Slc35e1, an orphan transporter, is likely involved in diverse biological processes. While its exact function is still being explored, it may participate in transport-related pathways, which are crucial for maintaining cellular homeostasis and normal physiological functions [2,3].

In psoriasis, Slc35e1 -/- mice displayed a less severe imiquimod (IMQ)-induced psoriasis-like phenotype compared to wild-type siblings. SLC35E1 deficiency inhibited keratinocyte proliferation in both mice and cultured cells. It was found to regulate zinc ion concentrations and subcellular localization, and zinc ion chelation reversed the IMQ-induced psoriatic phenotype in Slc35e1 -/- mice [1]. In herpes simplex virus 1 (HSV-1) infection, knockout of SLC35E1 reduced HSV-1 replication, induced membranous invaginations and mislocalization of the nuclear egress complex, suggesting its role in HSV-1 nuclear egress [2].

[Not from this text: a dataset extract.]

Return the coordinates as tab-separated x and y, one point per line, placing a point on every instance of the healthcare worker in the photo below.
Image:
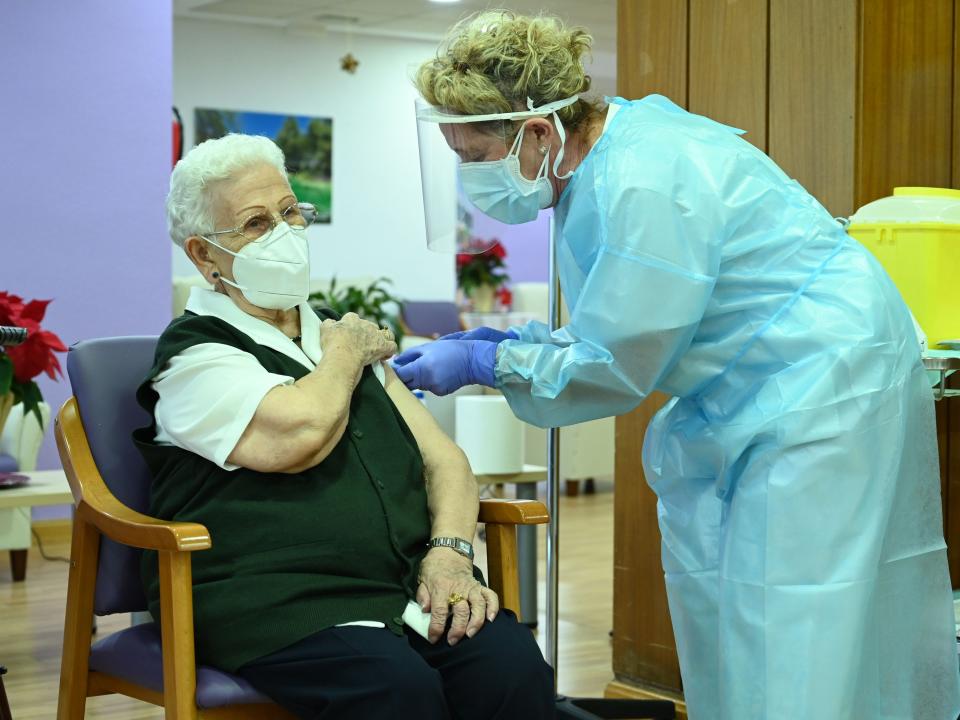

In conclusion, Slc35e1 plays important roles in psoriasis by regulating keratinocyte proliferation through zinc ion homeostasis and in HSV-1 nuclear egress. The gene knockout mouse models of Slc35e1 have provided valuable insights into its functions in these disease-related processes, highlighting its potential as a therapeutic target for psoriasis and in understanding HSV-1 infection mechanisms.